Tuesday, March 20, 2007

Oh, irony, where is thy ... oh, THERE it is.


Savour the wankitude of Crazy-Assed Racist Redneck™:




Give Kate credit -- when it comes to courage, bravery and actually taking up arms to personally face down the murderous hordes of Islamojihadifarians, she and her wanker brothers-in-arms have the "working quietly at their desks" part down nicely. It's a gift.

UNINTENTIONAL HILARITY, I'M SURE: It's moderately amusing to hear the Right accuse us of thinking the world is run on wishes and that we always have three more. I mean, speaking of wishes:

Dems want out of Iraq; Bush pleads patience
March 20, 2007


WASHINGTON -- With Democrats pushing for an end to the Iraq war now entering its fifth year, President Bush pleaded for more patience Monday, saying success is possible but "will take months, not days or weeks."

Just another few months.

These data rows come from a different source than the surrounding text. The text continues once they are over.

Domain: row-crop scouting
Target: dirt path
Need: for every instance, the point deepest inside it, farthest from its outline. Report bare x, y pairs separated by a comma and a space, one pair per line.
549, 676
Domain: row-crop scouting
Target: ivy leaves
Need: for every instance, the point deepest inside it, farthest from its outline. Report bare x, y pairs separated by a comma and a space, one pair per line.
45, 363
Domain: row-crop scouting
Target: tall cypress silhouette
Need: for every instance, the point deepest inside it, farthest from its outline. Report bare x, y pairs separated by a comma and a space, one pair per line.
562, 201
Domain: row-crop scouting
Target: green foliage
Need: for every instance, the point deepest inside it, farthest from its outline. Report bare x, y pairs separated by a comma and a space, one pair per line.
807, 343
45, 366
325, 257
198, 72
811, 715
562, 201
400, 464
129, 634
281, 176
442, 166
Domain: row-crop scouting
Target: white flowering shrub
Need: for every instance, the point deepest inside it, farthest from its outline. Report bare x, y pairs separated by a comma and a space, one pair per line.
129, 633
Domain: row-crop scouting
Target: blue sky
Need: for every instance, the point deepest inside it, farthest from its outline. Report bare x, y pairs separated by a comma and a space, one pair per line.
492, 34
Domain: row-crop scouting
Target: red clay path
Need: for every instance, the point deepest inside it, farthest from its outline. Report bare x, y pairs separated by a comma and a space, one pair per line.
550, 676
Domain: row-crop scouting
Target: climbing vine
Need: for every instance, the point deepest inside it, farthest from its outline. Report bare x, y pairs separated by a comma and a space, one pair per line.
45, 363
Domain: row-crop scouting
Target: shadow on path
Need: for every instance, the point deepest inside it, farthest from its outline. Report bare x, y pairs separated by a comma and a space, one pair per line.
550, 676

Just another Friedman. One more chance. One more try. We'll try another Secretary of Defense. We'll try a "surge." We'll get it right this time, we promise. Honestly. And this time, we mean it.

And there's a pony under there somewhere. There has to be.

ABOUT THAT FRIEDMAN THING
... For those unfamiliar with the "Friedman" reference, it refers to an annoying habit of right-wing hack Thomas Friedman to ... oh, hell, see for yourself. Yes, just another six months, that's all they need.

And, mercifully, the media is finally beginning to catch on.

OH, ABOUT MR. VANDERLEUN: If you really need to read the illogical, right-wing excrement that is driving Kate and her panty-sniffing groupies to orgasm, here it is. And as a bonus at no extra charge, here's everything you need to know about author Gerard Vanderleun.

I'm assuming you can understand the hero worship now.

1 comment:

Ti-Guy said...

She's quoting that pig? Kate must get some sort of physical, dare I say, sexual, charge out of offending people.

Who knew that the trauma Kate suffered at the age of 13, when, on a trip to the metropolis (Moose Jaw) the snotty city girls laughed at her feathered hair, frosted lipstick, jeans and Addidas running shoes, would have developed into a full-blown psycho-sexual pathology as disturbing as this.

She should take her hero Vanderleun's advice and select a large corn cob, lie back and think of Arkansas.